KXXZ
- Barstow, California; United States;
- Frequency: 95.9 MHz
- Branding: El Portal 95.9

Programming
- Format: Regional Mexican
- Affiliations: ABC Radio

Ownership
- Owner: California Communications of Barstow, LLC; (Dos Costas Communications Corporation);
- Sister stations: KDUC; KDUQ; KSZL;

Technical information
- Licensing authority: FCC
- Facility ID: 27984
- Class: B1
- ERP: 8,900 watts
- HAAT: 148 meters (486 ft)
- Transmitter coordinates: 34°51′22″N 117°3′0″W﻿ / ﻿34.85611°N 117.05000°W

Links
- Public license information: Public file; LMS;
- Website: mikegradio.wix.com/elportal959fm

= KXXZ =

KXXZ (95.9 MHz), "El Portal 95.9") is a commercial radio station that is licensed to Barstow, California, United States. The station is owned by California Communications of Barstow, LLC and broadcasts a regional Mexican format featuring programming syndicated by ABC Radio.

==History==
KXXZ was first signed on in 1989 by Hub Broadcasting Inc. with an album-oriented rock format as 95.9 The Burner.

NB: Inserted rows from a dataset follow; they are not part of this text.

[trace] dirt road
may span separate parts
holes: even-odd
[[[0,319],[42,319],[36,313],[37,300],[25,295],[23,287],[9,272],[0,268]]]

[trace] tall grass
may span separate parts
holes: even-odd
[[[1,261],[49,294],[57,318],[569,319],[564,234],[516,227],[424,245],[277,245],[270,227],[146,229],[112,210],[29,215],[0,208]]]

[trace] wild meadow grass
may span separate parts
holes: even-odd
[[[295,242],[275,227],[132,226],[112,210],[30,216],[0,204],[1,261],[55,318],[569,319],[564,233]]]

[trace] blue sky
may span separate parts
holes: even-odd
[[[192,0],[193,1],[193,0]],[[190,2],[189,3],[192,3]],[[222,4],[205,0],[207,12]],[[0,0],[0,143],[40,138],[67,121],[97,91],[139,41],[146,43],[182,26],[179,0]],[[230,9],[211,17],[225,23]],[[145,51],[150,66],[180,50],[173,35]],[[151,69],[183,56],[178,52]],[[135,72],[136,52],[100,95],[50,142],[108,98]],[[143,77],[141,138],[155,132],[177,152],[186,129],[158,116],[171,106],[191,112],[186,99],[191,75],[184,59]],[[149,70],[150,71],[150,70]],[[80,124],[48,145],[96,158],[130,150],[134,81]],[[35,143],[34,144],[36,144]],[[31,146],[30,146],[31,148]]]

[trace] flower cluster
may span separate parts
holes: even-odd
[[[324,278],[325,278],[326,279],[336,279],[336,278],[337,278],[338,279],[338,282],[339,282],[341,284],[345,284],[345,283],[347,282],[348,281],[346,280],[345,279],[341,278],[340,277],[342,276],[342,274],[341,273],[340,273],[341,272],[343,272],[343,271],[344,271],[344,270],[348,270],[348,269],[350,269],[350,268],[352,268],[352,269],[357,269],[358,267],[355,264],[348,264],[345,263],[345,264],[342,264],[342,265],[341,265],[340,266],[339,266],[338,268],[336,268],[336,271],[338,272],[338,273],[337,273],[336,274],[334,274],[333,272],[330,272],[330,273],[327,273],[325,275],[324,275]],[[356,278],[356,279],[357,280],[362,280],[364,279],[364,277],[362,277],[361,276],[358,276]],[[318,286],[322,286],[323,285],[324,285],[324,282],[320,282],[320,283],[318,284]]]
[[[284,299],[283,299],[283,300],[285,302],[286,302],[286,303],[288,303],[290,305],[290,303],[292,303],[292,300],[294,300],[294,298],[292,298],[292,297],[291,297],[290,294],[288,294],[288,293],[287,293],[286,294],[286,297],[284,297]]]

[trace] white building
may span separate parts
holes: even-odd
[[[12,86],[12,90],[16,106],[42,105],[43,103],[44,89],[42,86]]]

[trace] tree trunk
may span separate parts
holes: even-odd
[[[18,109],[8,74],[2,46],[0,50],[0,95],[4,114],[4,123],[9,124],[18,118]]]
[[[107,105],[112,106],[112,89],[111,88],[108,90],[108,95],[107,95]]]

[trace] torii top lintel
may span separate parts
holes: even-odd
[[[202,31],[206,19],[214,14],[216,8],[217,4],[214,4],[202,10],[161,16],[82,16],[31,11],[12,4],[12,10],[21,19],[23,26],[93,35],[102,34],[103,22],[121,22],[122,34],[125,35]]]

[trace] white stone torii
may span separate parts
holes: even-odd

In 1999, Hub Broadcasting sold KXXZ to Tele-Media Broadcasting LLC, headed by Robert Tudek, for $600,000. At the time, the station aired a classic hits format.

In June 2008, Dos Costas Communications Corporation sold KXXZ and sister stations KDUC, KDUQ, and KSZL to California Communications of Barstow, LLC for $4.3 million.